De acuerdo con la dependencia, este hábito de consumo representa un problema de salud pública, ya que se relaciona directamente con el aumento de enfermedades crónicas como la obesidad, la diabetes tipo 2, hipertensión y males cardiovasculares, que se han convertido en las principales causas de mortalidad en el país.
Especialistas en salud pública señalaron que el alto consumo de refrescos está vinculado a factores culturales, económicos y de disponibilidad en todo el territorio nacional, lo que facilita el acceso incluso en comunidades rurales. Asimismo, alertaron que la ingesta de estas bebidas azucaradas comienza desde edades tempranas, lo que aumenta la vulnerabilidad de niñas, niños y adolescentes a desarrollar padecimientos a lo largo de su vida.
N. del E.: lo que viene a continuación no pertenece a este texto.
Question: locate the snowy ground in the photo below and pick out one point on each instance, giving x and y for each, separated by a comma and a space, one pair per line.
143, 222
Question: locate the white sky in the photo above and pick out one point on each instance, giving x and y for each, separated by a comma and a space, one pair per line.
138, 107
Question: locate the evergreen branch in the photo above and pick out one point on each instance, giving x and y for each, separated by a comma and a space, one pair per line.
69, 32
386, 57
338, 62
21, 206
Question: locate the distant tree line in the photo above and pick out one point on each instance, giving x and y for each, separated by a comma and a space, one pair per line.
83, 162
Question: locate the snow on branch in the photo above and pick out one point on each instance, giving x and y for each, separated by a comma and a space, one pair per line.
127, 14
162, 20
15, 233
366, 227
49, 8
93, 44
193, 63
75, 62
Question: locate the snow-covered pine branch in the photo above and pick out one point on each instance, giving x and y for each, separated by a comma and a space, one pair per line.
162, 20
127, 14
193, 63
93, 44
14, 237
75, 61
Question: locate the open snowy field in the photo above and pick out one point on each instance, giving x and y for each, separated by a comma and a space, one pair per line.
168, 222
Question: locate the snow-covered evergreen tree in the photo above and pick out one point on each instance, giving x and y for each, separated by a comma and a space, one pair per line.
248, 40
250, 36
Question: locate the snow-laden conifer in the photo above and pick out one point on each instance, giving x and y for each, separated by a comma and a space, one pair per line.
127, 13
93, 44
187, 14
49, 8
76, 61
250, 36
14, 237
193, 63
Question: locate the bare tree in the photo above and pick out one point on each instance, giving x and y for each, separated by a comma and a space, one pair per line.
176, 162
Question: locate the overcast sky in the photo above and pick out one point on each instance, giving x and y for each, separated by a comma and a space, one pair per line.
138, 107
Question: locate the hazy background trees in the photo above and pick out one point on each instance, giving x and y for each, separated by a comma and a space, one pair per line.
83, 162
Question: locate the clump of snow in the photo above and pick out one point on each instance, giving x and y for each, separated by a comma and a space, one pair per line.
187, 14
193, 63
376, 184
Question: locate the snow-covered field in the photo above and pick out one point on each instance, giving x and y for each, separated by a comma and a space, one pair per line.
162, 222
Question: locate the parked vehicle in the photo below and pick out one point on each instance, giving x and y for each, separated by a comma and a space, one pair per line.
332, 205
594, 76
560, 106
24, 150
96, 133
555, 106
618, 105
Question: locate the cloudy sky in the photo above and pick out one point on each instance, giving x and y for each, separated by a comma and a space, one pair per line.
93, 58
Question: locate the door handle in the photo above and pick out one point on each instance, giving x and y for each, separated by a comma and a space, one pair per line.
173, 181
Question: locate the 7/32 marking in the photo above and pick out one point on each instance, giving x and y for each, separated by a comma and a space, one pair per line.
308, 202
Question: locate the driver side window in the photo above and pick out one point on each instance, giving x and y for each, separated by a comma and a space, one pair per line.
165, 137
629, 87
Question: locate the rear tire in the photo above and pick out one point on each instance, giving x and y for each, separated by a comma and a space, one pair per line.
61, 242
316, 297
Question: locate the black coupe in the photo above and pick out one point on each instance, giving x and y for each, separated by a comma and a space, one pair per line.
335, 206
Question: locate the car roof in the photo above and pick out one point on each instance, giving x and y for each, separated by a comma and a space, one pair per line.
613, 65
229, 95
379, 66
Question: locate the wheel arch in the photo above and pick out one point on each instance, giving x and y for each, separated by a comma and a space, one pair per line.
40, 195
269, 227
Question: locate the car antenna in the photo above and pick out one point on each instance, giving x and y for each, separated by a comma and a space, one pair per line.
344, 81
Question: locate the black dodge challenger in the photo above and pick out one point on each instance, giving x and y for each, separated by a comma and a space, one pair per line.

Las autoridades sanitarias destacaron que, pese a la implementación del impuesto a las bebidas azucaradas desde 2014, el consumo no ha disminuido de manera significativa. Según cifras oficiales, más del 70% de los adultos en México presentan sobrepeso u obesidad, condiciones que se ven agravadas por la alta ingesta de refrescos.
Ante esta situación, la Secretaría de Salud reiteró la necesidad de fortalecer campañas de concientización, reforzar políticas públicas y fomentar el acceso a alternativas más saludables como el agua potable. También subrayó que la prevención y la reducción en el consumo de refrescos son clave para revertir los índices actuales de enfermedades crónicas y mejorar la calidad de vida de la población mexicana.